Die Spannung besteht nicht nur darin, die Wahrheit zu erfahren, sondern auch die Entwicklung der Protagonistin zu beobachten, die auch körperlich nun sehr eingeschränkt ist und quasi bei null anfängt.
Ich lasse hier bewusst den Namen der Protagonistin aus, da er meiner Meinung nach sonst schon zu viel von der Handlung verrät.
Die Geschichte hat zwar einige Längen, dennoch bleibt sie fesselnd und der Spannungsbogen kann immer wieder aufgenommen werden.
Auch die Auflösung hat mir soweit gut gefallen, obwohl es plötzlich Schlag auf Schlag ging. Einzig die Reaktion und Konsequenz auf eine bestimmte Person fand ich eher unlogisch, was ich für diesen Roman eigentlich schade fand.

Figuren
Die Personenbeschreibungen gefielen mir ebenfalls sehr gut, da sie doch recht detailliert und gut ausgearbeitet sind. Aus dem bereits oben genannten Grund lasse ich bewusst den Namen der Protagonistin aus. Vor allem ihre Beschreibung konnte mich überzeugen.
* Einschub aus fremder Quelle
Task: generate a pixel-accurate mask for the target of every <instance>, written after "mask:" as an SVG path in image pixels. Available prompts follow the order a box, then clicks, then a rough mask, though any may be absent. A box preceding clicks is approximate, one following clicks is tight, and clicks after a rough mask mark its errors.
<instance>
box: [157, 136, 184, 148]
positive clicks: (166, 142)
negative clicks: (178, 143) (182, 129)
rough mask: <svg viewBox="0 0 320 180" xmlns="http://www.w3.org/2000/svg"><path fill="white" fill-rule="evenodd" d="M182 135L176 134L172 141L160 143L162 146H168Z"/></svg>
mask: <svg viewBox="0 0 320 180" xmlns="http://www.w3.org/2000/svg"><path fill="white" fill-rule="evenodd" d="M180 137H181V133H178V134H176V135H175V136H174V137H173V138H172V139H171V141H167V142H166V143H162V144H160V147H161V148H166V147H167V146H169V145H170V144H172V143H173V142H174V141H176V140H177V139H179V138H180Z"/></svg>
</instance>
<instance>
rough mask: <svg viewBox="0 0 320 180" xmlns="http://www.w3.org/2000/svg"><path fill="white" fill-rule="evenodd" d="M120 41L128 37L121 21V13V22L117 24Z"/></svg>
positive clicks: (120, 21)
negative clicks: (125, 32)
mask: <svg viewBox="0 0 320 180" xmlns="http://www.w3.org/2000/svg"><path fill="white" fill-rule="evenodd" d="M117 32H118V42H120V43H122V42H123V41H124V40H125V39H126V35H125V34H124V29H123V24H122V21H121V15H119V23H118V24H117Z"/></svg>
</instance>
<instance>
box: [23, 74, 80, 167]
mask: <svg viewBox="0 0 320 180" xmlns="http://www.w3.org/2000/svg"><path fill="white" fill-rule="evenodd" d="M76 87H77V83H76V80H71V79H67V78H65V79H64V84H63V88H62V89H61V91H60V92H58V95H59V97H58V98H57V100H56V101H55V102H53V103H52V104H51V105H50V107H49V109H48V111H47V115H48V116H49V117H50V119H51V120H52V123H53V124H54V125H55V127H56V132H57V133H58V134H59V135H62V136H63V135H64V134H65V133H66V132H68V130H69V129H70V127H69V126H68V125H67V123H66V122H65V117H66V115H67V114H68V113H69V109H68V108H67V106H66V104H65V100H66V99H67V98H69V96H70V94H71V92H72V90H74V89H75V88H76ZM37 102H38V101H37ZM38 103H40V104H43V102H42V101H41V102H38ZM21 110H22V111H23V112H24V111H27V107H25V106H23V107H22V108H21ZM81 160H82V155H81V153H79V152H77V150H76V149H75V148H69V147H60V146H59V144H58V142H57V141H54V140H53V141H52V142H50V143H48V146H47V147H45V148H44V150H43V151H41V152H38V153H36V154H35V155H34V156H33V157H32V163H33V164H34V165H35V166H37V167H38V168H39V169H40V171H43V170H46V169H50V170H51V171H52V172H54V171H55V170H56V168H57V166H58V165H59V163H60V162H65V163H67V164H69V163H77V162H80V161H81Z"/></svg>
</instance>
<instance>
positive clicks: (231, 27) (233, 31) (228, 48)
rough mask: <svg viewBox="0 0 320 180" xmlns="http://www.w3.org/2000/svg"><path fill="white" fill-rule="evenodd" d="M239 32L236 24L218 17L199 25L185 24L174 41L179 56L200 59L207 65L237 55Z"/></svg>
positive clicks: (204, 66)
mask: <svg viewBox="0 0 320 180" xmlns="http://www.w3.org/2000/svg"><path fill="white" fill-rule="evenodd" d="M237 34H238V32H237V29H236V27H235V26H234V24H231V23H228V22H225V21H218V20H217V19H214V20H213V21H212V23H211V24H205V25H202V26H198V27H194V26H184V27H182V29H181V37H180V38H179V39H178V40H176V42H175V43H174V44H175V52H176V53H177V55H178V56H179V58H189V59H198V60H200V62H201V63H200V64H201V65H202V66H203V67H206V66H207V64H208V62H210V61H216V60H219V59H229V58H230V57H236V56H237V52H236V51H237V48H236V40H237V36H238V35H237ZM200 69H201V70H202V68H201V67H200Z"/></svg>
Die Darstellung, wie sie nach dem Koma wieder von vorne anfängt war und mit aller Macht versucht herauszufinden was damals geschah, wirkte auf mich glaubhaft.
Auch ihre Emotionen konnte ich, außer zum Schluss, sehr gut nachempfinden.
Sprecherin
Regina Lemnitz konnte sich sehr gut in diese Geschichte hineinversetzen. Ihre Stimme passte nicht nur zur Hauptfigur, sondern auch zu den anderen Personen. Sie kann in ruhigen Tonlagen vortragen, genauso schnell aber auch sehr lebhaft und energisch werden. Sehr positiv fiel mir das immer wieder beim Wortlaut „Mach sie tot, mach sie tot“ auf, was so überzeugend klang, dass ich schon fast eine Gänsehaut bekam.

Fazit
„Fremdes Leben“ hat mir soweit richtig gut gefallen. Der Roman beschäftigt sich sehr mit der Psyche der Figuren, nimmt den Zuhörer mit auf eine emotionale Achterbahn zwischen Wahrheit und Lüge und überzeugte mich mit einer gut gelungenen Hauptfigur. Die Geschichte konnte mich fesseln und begeistern, dennoch bleibt ein kleiner Nachgeschmack, nach der Auflösung, da ich mir hier etwas mehr Ernsthaftigkeit in der Konsequenz gewünscht hätte.